Living in the era of antibiotics, we find it difficult to imagine the simultaneous deaths of siblings, parents, relatives, and friends. As if by a flash of grim light, Indian villages became societies of widows, widowers, and orphans; parents lost their children, and children were suddenly alone. Rare is the human spirit that remains buoyant in a holocaust. “My people have been so unhappy for so long they wish to disincrease, rather than to multiply,” a Paiute woman wrote in 1883. A Lakota winter count memorialized the year 1784 with a stark image: a pox-scarred man, alone in a tipi, shooting himself.
Disease not only shattered the family bonds that were the underlying foundation of Indian societies, it wiped out the political superstructure at the top. King Liholiho Kamehameha II and Queen Kamamalu of Hawai‘i visited Great Britain on a diplomatic mission in 1824. While staying in a posh London hotel and attending the theater in the English king’s own box, the royal couple and most of the rest of their party came down with measles. It killed the queen on July 8. The grieving king died six days later, at the age of twenty-seven. The death of the royal couple ushered in a time of social chaos. It was as catastrophic for Hawai‘i as the death of Wayna Qhapaq for Tawantinsuyu.
A particularly poignant loss occurred in the summer of 1701, when the leaders of forty native nations convened in Montreal to negotiate an end to decades of war among themselves and the French. Death stalked the congress in the form of influenza. By then the Indians of the Northeast knew such diseases all too well: sickness had carried off so many members of the Haudenosaunee that the alliance was forced to replenish itself by adopting abductees and prisoners of war.

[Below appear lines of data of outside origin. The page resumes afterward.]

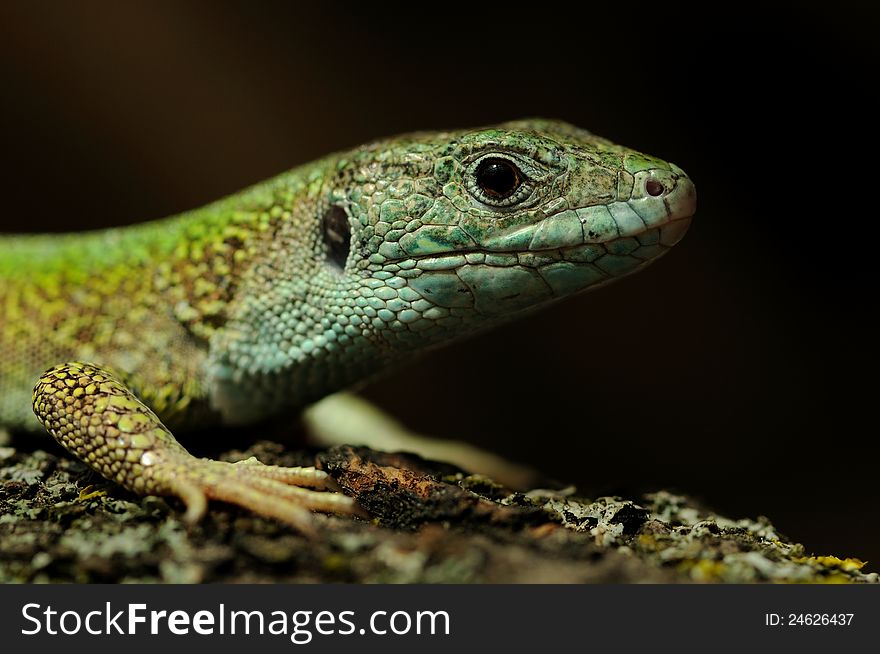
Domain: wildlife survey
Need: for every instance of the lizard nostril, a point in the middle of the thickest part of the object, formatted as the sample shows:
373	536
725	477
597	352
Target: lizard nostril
654	188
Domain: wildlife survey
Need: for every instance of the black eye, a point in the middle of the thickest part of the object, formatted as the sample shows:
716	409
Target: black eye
337	235
654	188
498	178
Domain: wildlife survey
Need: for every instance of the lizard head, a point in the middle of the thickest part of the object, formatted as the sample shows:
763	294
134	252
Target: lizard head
461	229
410	242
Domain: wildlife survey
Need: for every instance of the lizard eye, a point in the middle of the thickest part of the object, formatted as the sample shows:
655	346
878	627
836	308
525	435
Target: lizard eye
337	235
498	181
498	178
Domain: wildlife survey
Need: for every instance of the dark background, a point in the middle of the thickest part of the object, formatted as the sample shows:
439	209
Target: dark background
740	369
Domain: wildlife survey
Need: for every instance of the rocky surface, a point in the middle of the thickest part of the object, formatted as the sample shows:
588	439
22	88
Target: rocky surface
432	523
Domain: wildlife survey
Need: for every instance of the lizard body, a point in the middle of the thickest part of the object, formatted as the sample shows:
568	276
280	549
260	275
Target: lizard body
323	276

At the time of the conference at least a quarter of the Haudenosaunee were former captives. At great personal risk, many Indian leaders attended the conference even after they knew that influenza was in Montreal. Dozens died. Among them was the Huron leader Kondiaronk, a famed orator who had, more than any other, convened the gathering as a last-ditch effort to avoid internecine conflict. His b
ody was placed on a bed of beaver pelts, covered by a scarlet cloth, and surrounded by a copper pot, a rifle, and a sword. In their diversity, the objects symbolized the peaceful mixing of cultures that Kondiaronk hoped lay in the future.
Nobody knows how many died during the pandemics of the 1770s and 1780s, but even if one had a number it wouldn’t begin to tally the impact. Disease turned whole societies to ash. Six Cree groups in western Canada disappeared after 1781; the Blackfoot nation, blasted by smallpox, sent peace emissaries to Shoshone bands, only to find that all had vanished. “The country to the south was empty and silent,” Calloway wrote. So broken were the Omaha by disease that according to tradition they launched a deliberately suicidal attack against their enemies. Those who did not die quit their villages and became homeless wanderers.